Un viaje de caza de elefantes a Botswana en abril de 2012 fue muy criticado. Aunque no fue pagado por el contribuyente, llegó en un momento de crisis económica en España que vio un aumento del desempleo, especialmente entre los jóvenes. El rey se disculpó más tarde.

Sin embargo, su papel también se cuestionó a principios de la década en medio de un escándalo de malversación de fondos que involucraba a su hija Cristina y a su marido. En el juicio de 2017 fue absuelta, pero Inaki Urdangarin fue encarcelado, sentencia confirmada en apelación.

El 2 de junio de 2014, Juan Carlos hizo un discurso televisivo confirmando que abdicaría en favor de su hijo, el Príncipe de Asturias, quien fue coronado Rey Felipe VI el 19 de junio.

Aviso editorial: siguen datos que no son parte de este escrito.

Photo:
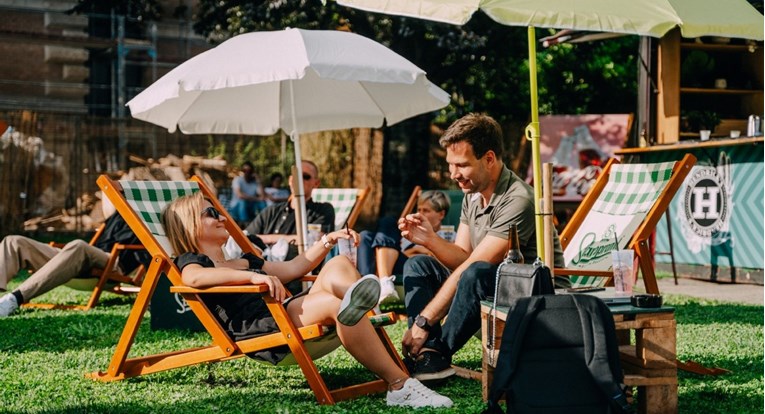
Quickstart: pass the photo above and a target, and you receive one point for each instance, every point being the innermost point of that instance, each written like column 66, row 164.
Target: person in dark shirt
column 278, row 220
column 196, row 231
column 56, row 266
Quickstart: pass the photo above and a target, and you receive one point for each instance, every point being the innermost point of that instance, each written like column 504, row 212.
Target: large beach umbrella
column 298, row 81
column 727, row 18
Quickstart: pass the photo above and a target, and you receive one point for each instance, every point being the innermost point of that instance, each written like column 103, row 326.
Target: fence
column 48, row 161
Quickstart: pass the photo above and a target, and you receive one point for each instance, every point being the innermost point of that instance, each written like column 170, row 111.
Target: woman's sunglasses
column 211, row 212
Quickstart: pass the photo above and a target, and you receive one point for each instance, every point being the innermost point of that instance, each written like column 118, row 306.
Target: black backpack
column 559, row 354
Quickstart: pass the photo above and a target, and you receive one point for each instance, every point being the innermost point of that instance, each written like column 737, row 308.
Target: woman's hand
column 417, row 249
column 275, row 286
column 415, row 228
column 349, row 234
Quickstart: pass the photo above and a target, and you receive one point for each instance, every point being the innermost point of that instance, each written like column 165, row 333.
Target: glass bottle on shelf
column 514, row 254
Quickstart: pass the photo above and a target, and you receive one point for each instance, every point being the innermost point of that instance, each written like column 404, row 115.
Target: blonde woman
column 196, row 231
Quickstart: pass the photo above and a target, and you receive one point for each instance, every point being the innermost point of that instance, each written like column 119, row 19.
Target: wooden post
column 547, row 211
column 299, row 219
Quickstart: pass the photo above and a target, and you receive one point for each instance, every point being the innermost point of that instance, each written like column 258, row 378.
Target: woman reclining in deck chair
column 196, row 232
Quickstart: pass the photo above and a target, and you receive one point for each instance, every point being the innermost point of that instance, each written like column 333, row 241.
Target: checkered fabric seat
column 141, row 204
column 342, row 199
column 620, row 212
column 149, row 198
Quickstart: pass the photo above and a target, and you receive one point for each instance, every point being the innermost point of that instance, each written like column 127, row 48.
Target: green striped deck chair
column 346, row 201
column 620, row 212
column 141, row 204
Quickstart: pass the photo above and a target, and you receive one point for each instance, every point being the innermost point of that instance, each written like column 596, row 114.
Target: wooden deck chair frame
column 641, row 236
column 107, row 279
column 223, row 347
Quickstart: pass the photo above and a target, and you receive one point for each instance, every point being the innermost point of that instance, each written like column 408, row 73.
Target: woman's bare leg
column 386, row 258
column 321, row 305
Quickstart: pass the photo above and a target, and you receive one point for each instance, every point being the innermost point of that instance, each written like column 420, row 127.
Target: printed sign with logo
column 706, row 206
column 599, row 234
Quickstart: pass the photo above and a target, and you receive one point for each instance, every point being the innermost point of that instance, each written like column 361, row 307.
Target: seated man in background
column 277, row 221
column 494, row 198
column 55, row 266
column 383, row 251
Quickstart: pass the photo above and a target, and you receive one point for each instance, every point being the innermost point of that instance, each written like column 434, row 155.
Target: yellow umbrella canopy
column 729, row 18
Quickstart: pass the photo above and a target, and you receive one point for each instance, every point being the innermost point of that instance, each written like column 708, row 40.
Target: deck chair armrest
column 582, row 272
column 383, row 319
column 260, row 288
column 119, row 246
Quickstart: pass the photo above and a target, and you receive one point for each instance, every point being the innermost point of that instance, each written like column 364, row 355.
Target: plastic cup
column 346, row 248
column 314, row 234
column 622, row 265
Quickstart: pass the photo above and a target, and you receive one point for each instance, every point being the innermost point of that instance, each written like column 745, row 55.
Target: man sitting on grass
column 55, row 266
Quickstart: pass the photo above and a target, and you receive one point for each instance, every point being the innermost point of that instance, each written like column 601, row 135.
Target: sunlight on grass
column 44, row 356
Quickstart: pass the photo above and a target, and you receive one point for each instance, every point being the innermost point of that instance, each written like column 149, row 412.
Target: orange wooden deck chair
column 620, row 211
column 107, row 279
column 141, row 204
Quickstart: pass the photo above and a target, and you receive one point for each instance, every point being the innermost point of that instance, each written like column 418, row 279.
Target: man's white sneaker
column 8, row 305
column 414, row 394
column 359, row 299
column 388, row 289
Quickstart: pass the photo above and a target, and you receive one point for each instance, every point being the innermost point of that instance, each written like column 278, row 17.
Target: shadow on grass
column 688, row 311
column 62, row 330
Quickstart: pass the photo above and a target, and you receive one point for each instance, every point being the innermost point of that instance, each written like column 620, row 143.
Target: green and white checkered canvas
column 149, row 198
column 633, row 188
column 342, row 199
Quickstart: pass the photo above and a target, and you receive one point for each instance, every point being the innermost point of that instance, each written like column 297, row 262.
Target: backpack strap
column 599, row 345
column 512, row 341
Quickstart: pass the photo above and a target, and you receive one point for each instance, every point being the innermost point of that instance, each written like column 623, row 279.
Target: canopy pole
column 532, row 134
column 300, row 216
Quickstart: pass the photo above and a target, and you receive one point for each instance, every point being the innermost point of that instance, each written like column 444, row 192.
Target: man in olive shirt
column 494, row 198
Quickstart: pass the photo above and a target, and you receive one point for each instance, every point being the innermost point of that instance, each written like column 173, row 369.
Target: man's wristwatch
column 422, row 323
column 327, row 244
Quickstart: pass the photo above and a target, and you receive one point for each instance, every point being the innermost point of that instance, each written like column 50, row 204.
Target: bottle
column 514, row 254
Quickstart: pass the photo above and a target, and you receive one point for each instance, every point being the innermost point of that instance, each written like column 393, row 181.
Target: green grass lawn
column 45, row 354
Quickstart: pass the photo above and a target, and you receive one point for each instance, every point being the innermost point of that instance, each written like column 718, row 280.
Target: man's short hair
column 481, row 131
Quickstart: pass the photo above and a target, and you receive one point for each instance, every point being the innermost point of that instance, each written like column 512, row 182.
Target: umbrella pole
column 532, row 134
column 300, row 215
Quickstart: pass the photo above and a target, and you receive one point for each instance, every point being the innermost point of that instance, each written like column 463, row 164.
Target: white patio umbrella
column 299, row 81
column 727, row 18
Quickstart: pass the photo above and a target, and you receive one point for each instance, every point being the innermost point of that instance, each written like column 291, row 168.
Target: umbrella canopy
column 339, row 80
column 730, row 18
column 299, row 81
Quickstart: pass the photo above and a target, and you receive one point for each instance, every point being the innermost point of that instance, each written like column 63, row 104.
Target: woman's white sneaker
column 414, row 394
column 388, row 288
column 8, row 305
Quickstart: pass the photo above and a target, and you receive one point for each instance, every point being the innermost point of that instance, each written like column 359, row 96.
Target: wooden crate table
column 649, row 363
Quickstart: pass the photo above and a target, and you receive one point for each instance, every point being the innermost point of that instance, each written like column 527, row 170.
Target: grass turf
column 45, row 354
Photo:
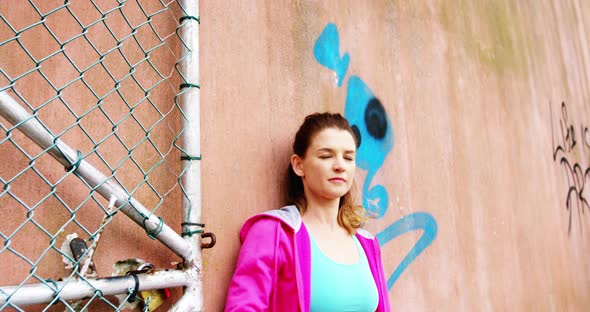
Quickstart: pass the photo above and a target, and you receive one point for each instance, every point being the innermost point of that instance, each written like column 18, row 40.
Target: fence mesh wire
column 102, row 76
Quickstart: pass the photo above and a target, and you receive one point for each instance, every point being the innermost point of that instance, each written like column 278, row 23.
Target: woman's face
column 328, row 167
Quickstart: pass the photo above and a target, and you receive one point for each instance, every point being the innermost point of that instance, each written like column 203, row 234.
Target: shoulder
column 287, row 217
column 362, row 233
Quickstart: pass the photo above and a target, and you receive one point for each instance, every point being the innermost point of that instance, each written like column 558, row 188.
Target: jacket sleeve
column 256, row 272
column 384, row 304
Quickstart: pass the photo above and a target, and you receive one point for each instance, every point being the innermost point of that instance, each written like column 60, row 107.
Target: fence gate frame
column 187, row 245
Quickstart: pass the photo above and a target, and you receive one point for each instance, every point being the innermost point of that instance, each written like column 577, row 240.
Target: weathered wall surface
column 476, row 155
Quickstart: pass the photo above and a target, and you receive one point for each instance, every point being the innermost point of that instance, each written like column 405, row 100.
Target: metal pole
column 31, row 127
column 192, row 300
column 28, row 294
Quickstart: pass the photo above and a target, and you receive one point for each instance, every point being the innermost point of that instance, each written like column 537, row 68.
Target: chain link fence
column 95, row 87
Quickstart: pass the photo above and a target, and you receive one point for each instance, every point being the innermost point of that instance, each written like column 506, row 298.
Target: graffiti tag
column 571, row 149
column 375, row 139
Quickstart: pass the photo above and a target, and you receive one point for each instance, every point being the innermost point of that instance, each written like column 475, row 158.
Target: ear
column 297, row 165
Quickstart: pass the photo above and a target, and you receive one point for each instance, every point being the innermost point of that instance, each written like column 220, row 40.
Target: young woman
column 312, row 255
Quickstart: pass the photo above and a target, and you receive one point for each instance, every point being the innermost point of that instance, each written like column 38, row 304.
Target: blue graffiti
column 374, row 134
column 415, row 221
column 370, row 123
column 327, row 52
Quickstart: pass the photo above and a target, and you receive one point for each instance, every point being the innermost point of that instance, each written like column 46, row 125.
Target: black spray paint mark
column 575, row 173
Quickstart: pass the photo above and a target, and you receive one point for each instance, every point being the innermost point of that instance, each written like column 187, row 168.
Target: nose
column 339, row 164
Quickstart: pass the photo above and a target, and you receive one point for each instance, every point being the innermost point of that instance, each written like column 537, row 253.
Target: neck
column 322, row 213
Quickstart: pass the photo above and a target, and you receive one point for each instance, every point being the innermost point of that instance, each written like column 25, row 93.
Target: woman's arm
column 257, row 267
column 384, row 305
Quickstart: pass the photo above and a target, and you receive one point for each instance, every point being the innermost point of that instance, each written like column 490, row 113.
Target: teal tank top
column 341, row 287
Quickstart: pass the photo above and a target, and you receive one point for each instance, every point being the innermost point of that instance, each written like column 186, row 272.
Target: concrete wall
column 476, row 164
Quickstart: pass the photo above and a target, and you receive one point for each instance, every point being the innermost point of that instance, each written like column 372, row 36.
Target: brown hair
column 350, row 216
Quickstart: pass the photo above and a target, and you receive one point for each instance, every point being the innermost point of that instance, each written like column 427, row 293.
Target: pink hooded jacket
column 273, row 271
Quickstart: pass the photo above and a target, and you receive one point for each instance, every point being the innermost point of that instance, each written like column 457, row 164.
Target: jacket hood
column 288, row 215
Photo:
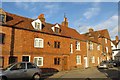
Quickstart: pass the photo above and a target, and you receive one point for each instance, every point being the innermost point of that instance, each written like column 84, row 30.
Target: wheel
column 36, row 77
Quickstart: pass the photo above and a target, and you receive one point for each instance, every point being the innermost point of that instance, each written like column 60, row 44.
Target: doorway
column 65, row 63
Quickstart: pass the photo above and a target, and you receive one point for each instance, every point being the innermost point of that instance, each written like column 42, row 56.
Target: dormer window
column 56, row 28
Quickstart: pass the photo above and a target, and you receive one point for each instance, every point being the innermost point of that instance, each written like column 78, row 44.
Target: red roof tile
column 23, row 22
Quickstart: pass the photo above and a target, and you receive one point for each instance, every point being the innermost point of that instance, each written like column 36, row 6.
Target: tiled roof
column 115, row 43
column 23, row 22
column 95, row 35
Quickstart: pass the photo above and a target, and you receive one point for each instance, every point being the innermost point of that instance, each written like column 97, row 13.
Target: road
column 90, row 74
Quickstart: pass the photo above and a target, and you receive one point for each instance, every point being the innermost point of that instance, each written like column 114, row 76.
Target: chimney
column 91, row 29
column 41, row 17
column 65, row 22
column 117, row 39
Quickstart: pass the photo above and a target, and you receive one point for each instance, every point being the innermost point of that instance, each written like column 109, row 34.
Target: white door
column 85, row 62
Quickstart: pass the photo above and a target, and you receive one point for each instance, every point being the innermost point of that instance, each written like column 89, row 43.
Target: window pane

Su imagen se vio aún más dañada en 2018 cuando surgieron detalles de una supuesta amante e irregularidades financieras. El rey emérito anunció que se retiraba de sus funciones oficiales en junio de 2019.

Tras las crecientes peticiones para que se investigara la supuesta corrupción, la Familia Real dijo que renunciaría a cualquier herencia de Juan Carlos en marzo de 2020.

En junio, la Corte Suprema anunció una investigación sobre los supuestos negocios del rey emérito con Arabia Saudita. El 3 de agosto, tras nuevas acusaciones, Juan Carlos dijo que se iba del país.